Umar Ibn al-Fârid a dit:
« Combien se querellent les gens versés dans la discussion tandis qu'il n’y
a aucune dispute entre les amoureux passionnés du Bien-Aimé (ushshâq
al-habîb) »
Je dis :
c'est parce qu'il n’y a pas d’effort de réflexion (Ijtihâd) dans la science
des gens de la Voie (‘ilm al-qawm) contrairement à la science des
applications ('furû) fondée sur l’argumentation rationnelle et qui comprend
la transmission extérieure (naql) des connaissances, alors que la science
initiatique est tirée exclusivement du dévoilement intuitif (kashf) et de la
vision direct et ne comporte pas, par conséquent, de divergence ou de
contradiction car elle constitue l'aspect intérieur (batin) du Coran, dont
l’aspect extérieur (zahir) n’est pas soumis au changement, en harmonie avec
son aspect intérieur. Allâh dit : « Nous avons fait descendre le Rappel (al-Dhikr
c'est à dire le Coran) et nous en sommes le gardien. » le Très-Haut a confié
le dépôt des sens extérieurs du Coran aux savants exotériques (arbâb
al-zawâhir) et celui de ses sens intérieurs aux maîtres des visions subtiles
(arbâb al-baçâ'ir) de sorte que ceux qui possèdent les visions subtiles se
réjouissent de ses aspects intérieurs et extérieurs comme c'est le cas de
l'un d'entre nous qui a dit dans son Bustân : « le Coran est le jardin des
Connaissants (al-‘arifin) »
Ibn Arabî a
dit : « J'ai reçu les clés du Coran sublime ». Et il n'est ni le premier ni
le dernier à avoir reçu ces clés. Quiconque possède une part de la science
initiatique (‘ilm al-qawm), possède une part de la compréhension du Coran
sublime...
Cheikh
Muhî-dîn Ibn Arabi a dit aussi : « Nous avons laissé derrière nous les mers
bouillonnantes.

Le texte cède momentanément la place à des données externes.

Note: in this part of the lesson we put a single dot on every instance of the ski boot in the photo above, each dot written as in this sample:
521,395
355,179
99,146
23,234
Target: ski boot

Comment les gens comprendraient-ils où nous nous sommes
dirigés ? »
Ainsi (les
initiés) sont devenus les plus nobles des communautés, sans restriction. Et
leur science est incontestablement la plus noble de toutes…
Abû al-Hassan
al-Shadili a dit : « celui qui n’a pas pénétré notre science est mort en
persévérant dans le crime (Kabâ’ir) sans avoir pris conscience de l’altérité
(shuhud al-ghayr) dont n’est exempt que celui qui se tient humblement devant
leurs portes, même si c’est un savant pieux ou un ascète adorateur...
Al-Junayd a
dit : « la conviction intime de la vérité (taçdiq) de notre science est un
état de réalisation (wilâya: litt, « proximité d’Allâh ») ; si ton âme
laisse échapper ce don, puisse le fait qu'un autre que toi soit sincèrement
convaincu de cette science ne pas t’échapper ».
Le Cheikh Abû
Yazîd al-Bistâmî a dit : « Si tu vois quelqu'un qui adhère (yu’minu) à la
Voie initiatique, dis lui qu'il invoque Allâh pour toi car son invocation (da'wâ)
est acceptée ».
Al-siqilî a
dit dans son livre (la lumière des coeurs dans la science donnée » : « Celui
qui est sincèrement convaincu de la vérité de cette science appartient à
l’élite, celui qui en possède la compréhension effective (fahm) appartient à
l'élite de l'élite, et celui qui exprime et en parle est une étoile
insaisissable et une mer qu’on ne délaisse pas »…
En
conclusion, (les initiés) sont d’accord que cette science est la science des
véridiques (al-siddîqîn) et que celui qui en possède une part est parmi les
rapprochés au delà des degrés des compagnons de la droite (açhab a1-yamîn) ;
quelle félicité pour qui en possède la moindre part ! Quelle déception pour
celui qui se querelle avec eux par ignorance et esprit partisan ! Il vient
leur donner la preuve de ce qu’il avance et discute avec opiniâtreté de ce
qu’il ne comprend pas. C’est un être stupide qui veut combattre celui avec
lequel il ne peut lutter.
Des sages ont
dit : « celui qui combat alors qu’il ne peut soutenir la lutte s’attire le
malheur ». Ainsi, mon frère, aie une bonne opinion (husn al-zann) d’Allâh
et de ses droits serviteurs, particulièrement les gens de cette voie
initiatique (hadhihi tarîqa), car s’occuper de leurs affaires est un poison
mortel. Qu’Allâh nous en préserve ainsi que les croyants (al-muslimîn) ».